Они пожали друг другу руки.

— Два виски, — Фриман положил на стойку купюру, которая в ту же секунду перешла к бармену Джейку.

— Как здоровье жены, Джейк?

Бармен сделал испуганный вид и быстро ответил:

— Поправляется.

Это была их постоянная шутка, в своем роде игра. Бармен женат не был, да и не собирался в ближайшее время, у него было в запасе целых шесть лет до тридцати пяти. Ну, а потом, хочешь, не хочешь, закон обязывает обзавестись женой и произвести на свет абсолютно здоровых детей. Только в случае бесплодия человек свободен от брачных уз.

В углу бара послышался шум: видно, кто-то сильно набрался. Отто навострил уши.

— Проклятая страна, тупой народ, вшивые ублюдки, — возмущался пьяный, — в этой уродливой стране предпочтут хилому ученому здоровяка, у которого ума, как у кузнечика в коленках. Сильная нация моральных уродов.

Профессор хлопнул по плечу Лоди, встал и направился к перебравшему мужчине. На вид тому было лет тридцать пять, оранжевая футболка плотно обтягивала сухое, поджарое тело; гладко выбритое лицо с большеватым носом было красным от возбуждения и количества выпитого. Отто приложил палец к губам и, показывая глазами влево-вправо, зашипел:

— Тс-с-с, приятель, здесь и у стен есть уши.

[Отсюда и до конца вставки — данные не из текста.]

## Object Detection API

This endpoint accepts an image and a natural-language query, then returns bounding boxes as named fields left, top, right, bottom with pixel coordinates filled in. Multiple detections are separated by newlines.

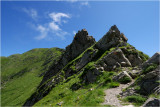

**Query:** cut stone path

left=102, top=81, right=134, bottom=107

— Марк, — представился мужчина, — выпьем. — Официант, чистую рюмку, — потянулся за бутылкой.

— Отто, — назвал себя профессор, — я выпью, а вам хватит.

— Пусть я пьян, но напьюсь ещё больше, потому что жизнь превратилась в сплошной кошмар, вокруг одни доносчики и убийцы. Порядочному человеку нет места в этой сточной яме. — Язык у него заплетался, — Отто, признайтесь, кто вы — доносчик или убийца? — Марк залпом выпил рюмку водки.

Отто Фриман закурил; он улыбался, прикрывая глаза от удовольствия: собеседник нравился профессору, несмотря на то, что был сильно пьян и накачивался водкой всё больше и больше. В этом человеке было что-то, чего так не хватало Фриману, чего так не хватало современному обществу, поглощенному идеей рационального существования, основанной на превращении человека в неодушевленный предмет: старые и поломанные вещи сдают в утиль — вот основа идеи.

— Я — доносчик, — профессор с любопытством прищурил свои глаза неопределенного грязно-болотного цвета.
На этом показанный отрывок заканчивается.